By the time the next third of the novel has completed the shampoo, rinse and repeat cycle, Chase has revealed even more of Jade Calhoun’s background. I would presume that was done in an attempt to emotionally bind us to her plight and her character. But what happened with me was that I realized the facts of the second section did not jive with those in the first section.

First, Jade is the daughter of a powerful witch and she has known that since toddlerhood. And yet somehow that woman has not taught Jade how to mask her empathic abilities from others? Secondly, Jade should never have been put in the foster care system when her mother disappeared. Her father may have been an unknown quantity, but she had an aunt, who supposedly eventually claimed her. As we learn in the second section, this aunt has highly developed empathic and psychic abilities that work over great distances. They work even to the point of knowing if a person’s energy has disappeared completely. This aunt would probably have known immediately when the mother disappeared and she would have definitely felt Jade’s distress. So the foster care scenario is nothing but a ploy for sympathy, and a poorly staged one at that.

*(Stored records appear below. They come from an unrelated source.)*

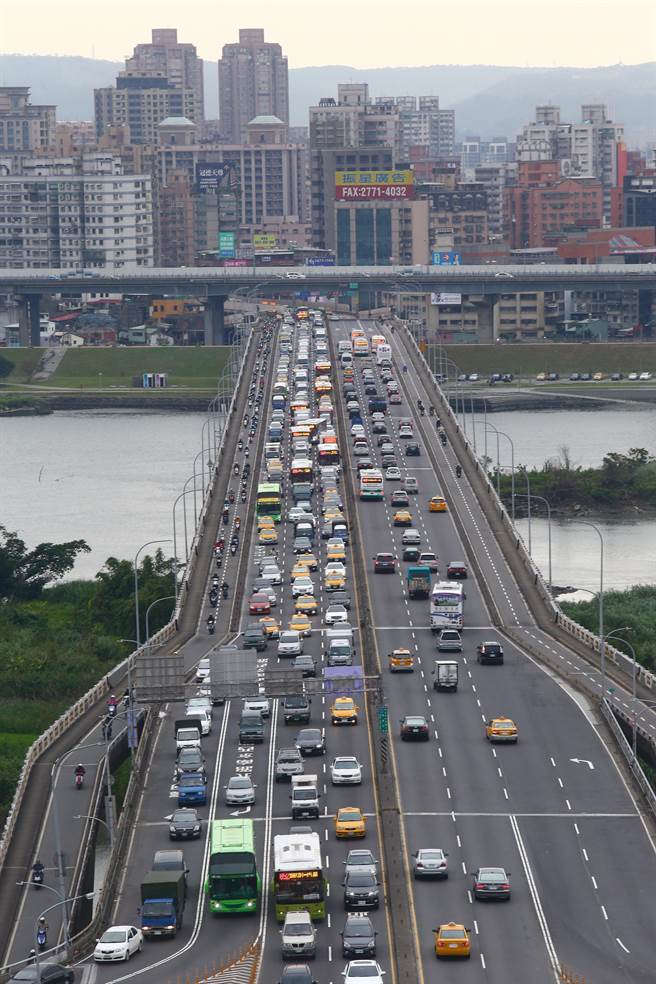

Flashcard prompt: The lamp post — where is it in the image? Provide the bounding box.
[569,519,606,700]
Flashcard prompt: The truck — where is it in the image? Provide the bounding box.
[433,659,458,693]
[289,775,319,820]
[406,565,431,598]
[141,871,186,939]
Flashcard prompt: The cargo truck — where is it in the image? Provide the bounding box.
[406,566,431,598]
[141,871,185,938]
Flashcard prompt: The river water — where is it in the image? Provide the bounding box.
[0,407,656,591]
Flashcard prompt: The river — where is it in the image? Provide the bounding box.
[0,407,656,591]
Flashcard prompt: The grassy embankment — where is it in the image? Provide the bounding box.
[426,342,656,380]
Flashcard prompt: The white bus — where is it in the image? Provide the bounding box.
[430,581,465,632]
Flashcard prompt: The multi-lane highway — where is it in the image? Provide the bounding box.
[6,321,656,984]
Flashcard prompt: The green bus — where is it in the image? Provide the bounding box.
[256,482,282,523]
[205,820,260,915]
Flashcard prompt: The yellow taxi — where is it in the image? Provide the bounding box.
[290,563,310,581]
[335,806,367,838]
[330,697,360,724]
[296,553,319,571]
[260,615,280,639]
[433,923,471,959]
[294,595,317,615]
[387,649,415,673]
[485,718,519,744]
[326,542,346,560]
[289,612,312,636]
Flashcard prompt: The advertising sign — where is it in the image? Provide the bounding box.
[431,249,462,266]
[431,294,462,307]
[253,232,278,251]
[335,171,415,201]
[219,232,235,260]
[196,164,230,191]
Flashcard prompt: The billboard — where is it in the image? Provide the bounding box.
[335,170,415,201]
[219,232,235,260]
[431,249,462,266]
[196,164,230,191]
[253,232,278,252]
[431,294,462,307]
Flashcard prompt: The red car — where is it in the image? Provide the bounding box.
[248,591,271,615]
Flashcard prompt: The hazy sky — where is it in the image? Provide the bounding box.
[0,0,656,68]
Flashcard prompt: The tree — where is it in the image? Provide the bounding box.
[0,526,91,600]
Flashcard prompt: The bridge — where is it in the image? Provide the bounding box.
[0,263,656,345]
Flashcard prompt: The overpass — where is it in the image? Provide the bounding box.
[0,263,656,345]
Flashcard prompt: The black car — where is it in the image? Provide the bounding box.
[344,870,380,909]
[476,642,503,663]
[169,807,201,840]
[9,961,75,984]
[341,912,378,960]
[295,728,326,755]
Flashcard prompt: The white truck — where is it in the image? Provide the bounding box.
[290,775,319,820]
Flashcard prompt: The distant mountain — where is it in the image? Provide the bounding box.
[0,55,656,145]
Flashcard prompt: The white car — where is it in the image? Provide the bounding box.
[93,926,143,963]
[330,755,362,786]
[278,629,303,656]
[342,960,385,984]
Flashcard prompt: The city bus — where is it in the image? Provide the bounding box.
[360,468,384,499]
[430,581,465,632]
[273,833,326,922]
[205,820,260,915]
[255,482,281,523]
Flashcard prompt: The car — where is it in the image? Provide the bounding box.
[476,641,503,664]
[374,553,396,574]
[335,806,367,840]
[412,847,449,878]
[248,591,271,615]
[342,956,386,984]
[93,926,143,963]
[472,868,510,902]
[292,653,317,678]
[275,748,305,782]
[330,697,360,724]
[344,847,378,875]
[446,560,467,581]
[343,871,380,912]
[340,912,378,959]
[295,595,318,615]
[294,728,326,756]
[278,629,303,656]
[401,714,430,741]
[433,924,468,960]
[485,717,519,745]
[167,807,202,840]
[223,774,255,806]
[330,755,362,786]
[324,602,348,625]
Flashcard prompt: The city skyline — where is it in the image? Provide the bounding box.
[0,0,656,69]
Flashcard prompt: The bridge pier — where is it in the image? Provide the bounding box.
[18,294,41,348]
[205,297,232,345]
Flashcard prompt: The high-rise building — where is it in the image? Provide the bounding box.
[94,29,203,144]
[0,85,56,155]
[219,28,289,144]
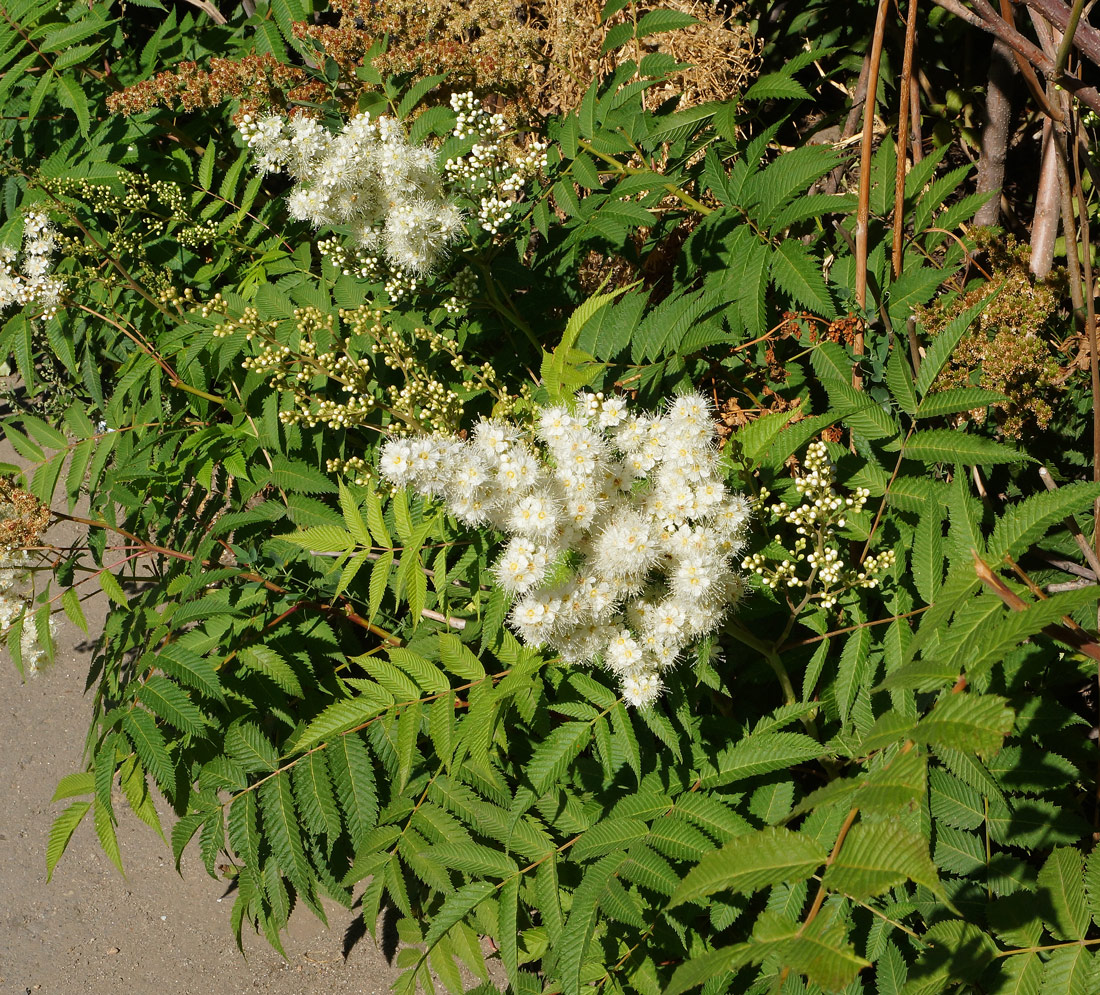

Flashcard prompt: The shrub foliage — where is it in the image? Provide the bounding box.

Thirdly, the assault that takes place in the foster home is supposedly thwarted by a friend, Dan, who eventually becomes Jade’s fiancé. When he proposes some years after the assault, Jade finally tells him about her empathic ability to read another person’s emotions and he viciously betrays her. While it is a good oh-woe-is-me addition to the formula, it doesn’t make sense. If the foster home were near Jade’s hometown, Dan would have known her reputation from school and shouldn’t have been blindsided. If Dan was from the aunt’s area, he wouldn’t have known about Jade’s history, but she wouldn’t have been in foster care either. She would have been at her aunt’s home.

Frankly, the backstory for Jade Calhoun has more holes in it than a package of Swiss cheese. But, because this was a debut novel and the ghost-haunting subplot was intriguing, I chose to read on.

In the final third of the novel, Deanna Chase finally turns the corner for both Jade’s character and the integrity of the storyline. Jade’s new boyfriend, Kane, is a financial consultant, the owner of the building where she lives and the owner of both the club and the coffee shop where she holds down part time jobs. Kane also has psychic abilities and he confesses to entering Jade’s mind without her permission. Jade is incensed and feels betrayed until she realizes that she has been using her own ability on Kane – without his permission. The word “hypocrite” blazes across her consciousness in red neon letters three feet tall. Unfortunately, the reptilian skin of victimization is not one that is shed so easily. For Jade, it takes time, guilt and the impending death of a good friend to shake that skin loose and to move forward with her abilities and her life.

If you discount the inconsistencies of the backstory and the annoying oh-woe-is-me formula, the remainder – the love story and the haunting – is top notch. Unfortunately, the reader is supposed to use suspension of disbelief with the paranormal part, not the reality part.